Sam’s mom Maureen explained, “It’s hard to describe the size,” explained Sam’s mom Maureen. “Day four was the first time we ever got to hold him.”

He was suffering from necrotizing enterocolitis or NEC. The condition causes intestinal tissue to die.

Dr. Isabelle De Plaen is a neonatologist with Lurie Children’s Hospital of Chicago and explains, They suddenly develop abdominal distention, feeding intolerance, bloody stool, and they may develop then, signs of shock.”

Doctors are not sure what causes it, but neonatologists at Dr. De Plaen’s hospital have found that decreased development of tiny blood vessels in the intestines could be caused by lower levels of a particular growth hormone. By injecting mice with this grown hormone during an experiment, they were able to stop the infection.

Dr. De Plaen explained, “So, we could find and design therapy that could prevent NEC. So, babies would no longer need to suffer from this disease.”
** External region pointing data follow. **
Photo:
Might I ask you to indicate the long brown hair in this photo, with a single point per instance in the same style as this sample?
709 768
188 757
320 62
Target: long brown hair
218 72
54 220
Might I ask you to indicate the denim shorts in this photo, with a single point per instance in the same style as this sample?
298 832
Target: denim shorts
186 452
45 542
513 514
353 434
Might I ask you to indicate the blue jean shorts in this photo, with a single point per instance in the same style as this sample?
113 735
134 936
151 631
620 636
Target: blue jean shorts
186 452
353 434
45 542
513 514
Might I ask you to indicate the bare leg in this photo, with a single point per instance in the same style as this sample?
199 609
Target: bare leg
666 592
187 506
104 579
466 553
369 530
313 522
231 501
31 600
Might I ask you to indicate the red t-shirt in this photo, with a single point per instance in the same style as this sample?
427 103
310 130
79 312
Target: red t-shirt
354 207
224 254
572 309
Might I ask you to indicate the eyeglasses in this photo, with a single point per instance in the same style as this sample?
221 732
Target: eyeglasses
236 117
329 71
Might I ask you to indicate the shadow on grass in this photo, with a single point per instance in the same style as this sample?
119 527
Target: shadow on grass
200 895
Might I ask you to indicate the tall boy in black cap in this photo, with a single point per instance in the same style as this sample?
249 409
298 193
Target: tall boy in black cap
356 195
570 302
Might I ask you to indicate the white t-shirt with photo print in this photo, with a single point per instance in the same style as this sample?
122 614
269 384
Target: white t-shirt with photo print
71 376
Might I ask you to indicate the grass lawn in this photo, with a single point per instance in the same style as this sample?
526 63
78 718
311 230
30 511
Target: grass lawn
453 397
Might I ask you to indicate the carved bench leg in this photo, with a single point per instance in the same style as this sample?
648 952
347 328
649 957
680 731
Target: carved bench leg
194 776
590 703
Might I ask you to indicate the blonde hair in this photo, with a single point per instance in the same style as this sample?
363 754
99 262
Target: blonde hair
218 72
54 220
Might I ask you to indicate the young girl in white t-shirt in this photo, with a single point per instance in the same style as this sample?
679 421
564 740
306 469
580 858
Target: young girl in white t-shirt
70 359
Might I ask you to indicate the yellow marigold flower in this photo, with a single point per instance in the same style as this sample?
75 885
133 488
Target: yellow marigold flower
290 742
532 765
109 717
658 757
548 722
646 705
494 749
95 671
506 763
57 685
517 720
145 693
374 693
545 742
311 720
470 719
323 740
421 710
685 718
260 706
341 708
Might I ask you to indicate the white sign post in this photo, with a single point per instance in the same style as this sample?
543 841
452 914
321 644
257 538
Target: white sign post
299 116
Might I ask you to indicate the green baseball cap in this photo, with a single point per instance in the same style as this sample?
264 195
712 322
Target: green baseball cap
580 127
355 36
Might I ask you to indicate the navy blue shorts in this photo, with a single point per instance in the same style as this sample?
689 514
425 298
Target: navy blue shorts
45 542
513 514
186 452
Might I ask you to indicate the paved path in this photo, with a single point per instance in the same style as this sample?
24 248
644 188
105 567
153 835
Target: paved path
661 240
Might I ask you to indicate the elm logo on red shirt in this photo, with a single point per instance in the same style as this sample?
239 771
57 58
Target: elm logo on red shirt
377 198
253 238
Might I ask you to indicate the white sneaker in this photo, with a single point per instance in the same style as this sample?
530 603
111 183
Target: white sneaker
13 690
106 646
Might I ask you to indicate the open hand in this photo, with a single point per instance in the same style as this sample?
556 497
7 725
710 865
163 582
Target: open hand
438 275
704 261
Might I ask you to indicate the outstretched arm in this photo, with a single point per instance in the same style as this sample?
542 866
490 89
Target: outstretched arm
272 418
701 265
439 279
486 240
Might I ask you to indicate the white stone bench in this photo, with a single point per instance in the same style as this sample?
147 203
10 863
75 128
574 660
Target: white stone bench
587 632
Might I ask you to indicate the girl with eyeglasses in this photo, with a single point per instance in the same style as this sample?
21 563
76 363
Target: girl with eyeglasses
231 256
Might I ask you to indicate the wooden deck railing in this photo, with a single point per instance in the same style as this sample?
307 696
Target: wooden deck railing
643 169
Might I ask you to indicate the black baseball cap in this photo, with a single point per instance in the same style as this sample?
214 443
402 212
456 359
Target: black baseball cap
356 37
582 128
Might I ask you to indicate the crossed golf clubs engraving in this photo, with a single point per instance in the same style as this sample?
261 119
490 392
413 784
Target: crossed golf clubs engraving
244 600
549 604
Just five days after birth, Sam had two inches of his intestine removed. And after 151 days in the NICU, he was finally well enough to go home. Now, he keeps his brother Jack on the run.

“Like, it just blows my mind,” says Maureen. “He has met all of his milestones, developmentally. He’s super social, a loving, fun, stubborn two-year-old.”

Doctors hope these new insights will open the door to developing new treatments that could promote healthy intestine development in premature babies.